I have to analyze the character of the following improper integral:
$$\int_{1}^{3}\frac{dx}{\sqrt{(-x^3+x^2+9x-9)^{1/2}}}$$ I don't really know how to analyze it.
I have decomposed the denominator as: $[(x+3)(x-3)(x-1)]^{1/4}$. I am not sure how I would find the answer to this question. I am trying to use the limit comparison test or the limit criterion, but I don't see how I would get the answer.

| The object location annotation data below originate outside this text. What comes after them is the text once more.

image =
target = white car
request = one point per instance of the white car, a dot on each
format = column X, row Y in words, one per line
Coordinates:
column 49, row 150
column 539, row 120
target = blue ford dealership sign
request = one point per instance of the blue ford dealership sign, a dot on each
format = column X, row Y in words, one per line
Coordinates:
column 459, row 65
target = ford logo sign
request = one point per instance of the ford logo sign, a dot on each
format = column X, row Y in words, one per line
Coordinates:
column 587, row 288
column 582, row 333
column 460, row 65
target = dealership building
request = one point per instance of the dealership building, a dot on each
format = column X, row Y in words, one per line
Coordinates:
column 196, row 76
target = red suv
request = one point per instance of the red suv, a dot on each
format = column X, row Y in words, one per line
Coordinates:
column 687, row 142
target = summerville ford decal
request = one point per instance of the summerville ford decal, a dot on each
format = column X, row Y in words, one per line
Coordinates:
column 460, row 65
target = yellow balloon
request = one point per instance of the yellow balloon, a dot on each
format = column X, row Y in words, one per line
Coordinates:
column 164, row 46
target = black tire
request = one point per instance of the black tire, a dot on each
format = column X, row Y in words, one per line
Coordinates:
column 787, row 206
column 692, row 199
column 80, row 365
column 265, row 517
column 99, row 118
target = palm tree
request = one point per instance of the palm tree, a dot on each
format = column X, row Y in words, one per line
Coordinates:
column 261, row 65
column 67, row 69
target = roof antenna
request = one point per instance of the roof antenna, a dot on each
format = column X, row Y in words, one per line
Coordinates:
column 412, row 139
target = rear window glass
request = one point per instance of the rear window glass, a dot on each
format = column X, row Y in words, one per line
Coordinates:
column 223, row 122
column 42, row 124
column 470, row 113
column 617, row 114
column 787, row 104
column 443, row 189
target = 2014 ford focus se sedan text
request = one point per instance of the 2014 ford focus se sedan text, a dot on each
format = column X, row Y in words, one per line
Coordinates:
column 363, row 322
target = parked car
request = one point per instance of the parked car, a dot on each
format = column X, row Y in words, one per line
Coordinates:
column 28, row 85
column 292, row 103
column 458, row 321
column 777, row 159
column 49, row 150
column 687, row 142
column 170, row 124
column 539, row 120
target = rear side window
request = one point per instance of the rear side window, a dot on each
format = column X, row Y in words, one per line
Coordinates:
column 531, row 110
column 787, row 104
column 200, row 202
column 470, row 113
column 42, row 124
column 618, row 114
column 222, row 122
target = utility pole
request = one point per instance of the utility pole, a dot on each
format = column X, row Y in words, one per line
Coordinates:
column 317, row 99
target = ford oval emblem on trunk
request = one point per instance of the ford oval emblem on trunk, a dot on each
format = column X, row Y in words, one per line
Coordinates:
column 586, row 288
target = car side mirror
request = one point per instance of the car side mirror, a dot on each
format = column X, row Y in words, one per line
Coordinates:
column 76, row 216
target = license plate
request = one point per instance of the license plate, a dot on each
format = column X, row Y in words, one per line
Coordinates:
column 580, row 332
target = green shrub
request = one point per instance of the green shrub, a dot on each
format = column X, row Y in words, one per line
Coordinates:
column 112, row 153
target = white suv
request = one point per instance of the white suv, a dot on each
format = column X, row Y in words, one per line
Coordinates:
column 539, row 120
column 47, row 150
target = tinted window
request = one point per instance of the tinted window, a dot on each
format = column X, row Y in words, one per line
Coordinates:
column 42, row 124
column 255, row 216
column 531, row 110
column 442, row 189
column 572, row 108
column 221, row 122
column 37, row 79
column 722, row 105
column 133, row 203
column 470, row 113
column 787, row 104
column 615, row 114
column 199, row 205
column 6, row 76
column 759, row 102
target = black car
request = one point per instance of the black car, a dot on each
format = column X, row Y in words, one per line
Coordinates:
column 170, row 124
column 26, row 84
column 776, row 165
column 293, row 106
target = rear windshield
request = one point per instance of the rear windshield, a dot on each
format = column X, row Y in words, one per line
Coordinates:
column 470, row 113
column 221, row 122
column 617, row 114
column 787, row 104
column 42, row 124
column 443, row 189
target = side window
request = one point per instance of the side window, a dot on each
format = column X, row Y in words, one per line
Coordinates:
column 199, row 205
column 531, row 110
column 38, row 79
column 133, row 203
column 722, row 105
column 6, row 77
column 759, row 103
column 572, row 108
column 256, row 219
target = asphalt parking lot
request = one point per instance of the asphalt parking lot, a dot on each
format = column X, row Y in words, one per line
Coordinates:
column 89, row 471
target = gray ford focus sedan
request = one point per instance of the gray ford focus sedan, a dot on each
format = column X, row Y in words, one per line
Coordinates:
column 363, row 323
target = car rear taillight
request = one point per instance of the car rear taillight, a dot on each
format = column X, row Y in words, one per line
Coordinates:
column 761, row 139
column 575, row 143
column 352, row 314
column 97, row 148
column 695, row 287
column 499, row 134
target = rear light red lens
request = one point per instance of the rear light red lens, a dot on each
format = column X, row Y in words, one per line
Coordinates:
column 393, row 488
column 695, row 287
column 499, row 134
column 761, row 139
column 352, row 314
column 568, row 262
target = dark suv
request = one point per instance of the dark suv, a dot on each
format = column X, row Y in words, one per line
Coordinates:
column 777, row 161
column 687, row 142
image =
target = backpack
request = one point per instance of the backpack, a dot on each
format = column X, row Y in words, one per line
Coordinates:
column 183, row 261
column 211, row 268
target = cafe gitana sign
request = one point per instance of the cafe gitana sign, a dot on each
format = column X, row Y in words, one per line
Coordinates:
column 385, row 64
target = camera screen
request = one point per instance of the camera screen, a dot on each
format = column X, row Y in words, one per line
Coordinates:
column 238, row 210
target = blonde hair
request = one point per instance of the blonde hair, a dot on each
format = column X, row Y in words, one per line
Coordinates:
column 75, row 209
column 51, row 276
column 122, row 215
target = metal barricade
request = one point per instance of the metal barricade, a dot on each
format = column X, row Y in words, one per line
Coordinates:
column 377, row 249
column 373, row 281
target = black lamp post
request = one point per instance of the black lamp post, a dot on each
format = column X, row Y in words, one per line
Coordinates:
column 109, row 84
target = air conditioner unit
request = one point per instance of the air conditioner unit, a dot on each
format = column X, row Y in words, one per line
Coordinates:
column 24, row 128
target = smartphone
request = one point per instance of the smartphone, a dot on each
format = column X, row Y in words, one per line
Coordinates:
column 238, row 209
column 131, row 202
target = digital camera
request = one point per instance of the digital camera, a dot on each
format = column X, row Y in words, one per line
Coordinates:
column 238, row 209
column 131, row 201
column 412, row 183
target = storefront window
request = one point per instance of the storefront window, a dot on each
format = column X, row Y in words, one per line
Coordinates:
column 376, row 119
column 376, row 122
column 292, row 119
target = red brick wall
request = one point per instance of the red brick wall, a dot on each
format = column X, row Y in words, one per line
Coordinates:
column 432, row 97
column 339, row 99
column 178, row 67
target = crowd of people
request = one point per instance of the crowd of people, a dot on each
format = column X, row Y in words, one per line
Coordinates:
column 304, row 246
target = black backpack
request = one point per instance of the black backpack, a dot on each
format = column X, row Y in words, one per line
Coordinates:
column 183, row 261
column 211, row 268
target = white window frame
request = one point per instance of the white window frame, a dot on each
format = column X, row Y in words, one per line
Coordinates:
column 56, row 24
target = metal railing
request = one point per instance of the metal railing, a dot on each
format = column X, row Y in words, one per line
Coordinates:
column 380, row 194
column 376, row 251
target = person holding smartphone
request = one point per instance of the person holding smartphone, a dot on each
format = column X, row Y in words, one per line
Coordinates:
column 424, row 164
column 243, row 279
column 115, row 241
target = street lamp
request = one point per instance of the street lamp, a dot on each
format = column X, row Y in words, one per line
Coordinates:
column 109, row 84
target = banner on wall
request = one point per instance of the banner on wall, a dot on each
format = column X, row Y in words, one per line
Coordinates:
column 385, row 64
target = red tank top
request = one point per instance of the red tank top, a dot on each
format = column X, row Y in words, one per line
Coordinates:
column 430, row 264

For $1<x\le2$, $5\le(3-x)(3+x)<8$ and $$\int_1^2\frac{dx}{(x-1)^{1/4}}=\left.\frac43(x-1)^{3/4}\right|_1^2=\frac43$$ So $$\begin{align}\frac438^{-1/4}&=8^{-1/4}\int_1^2\frac{dx}{(x-1)^{1/4}}\le\int_1^2\frac{dx}{\left((3-x)(x+3)(x-1)\right)^{1/4}}\\ &\le5^{-1/4}\int_1^2\frac{dx}{(x-1)^{1/4}}=\frac435^{-1/4}\end{align}$$ Similarly you can show that $$\frac4312^{-1/4}\le\int_2^3\frac{dx}{\left((3-x)(x+3)(x-1)\right)^{1/4}}\le\frac435^{-1/4}$$ So we may conclude that $$\frac43\left(8^{-1/4}+12^{-1/4}\right)\le\int_1^3\frac{dx}{\left((3-x)(x+3)(x-1)\right)^{1/4}}\le\frac83\left(5^{-1/4}\right)$$ It converges because is is bounded by convergent integrals.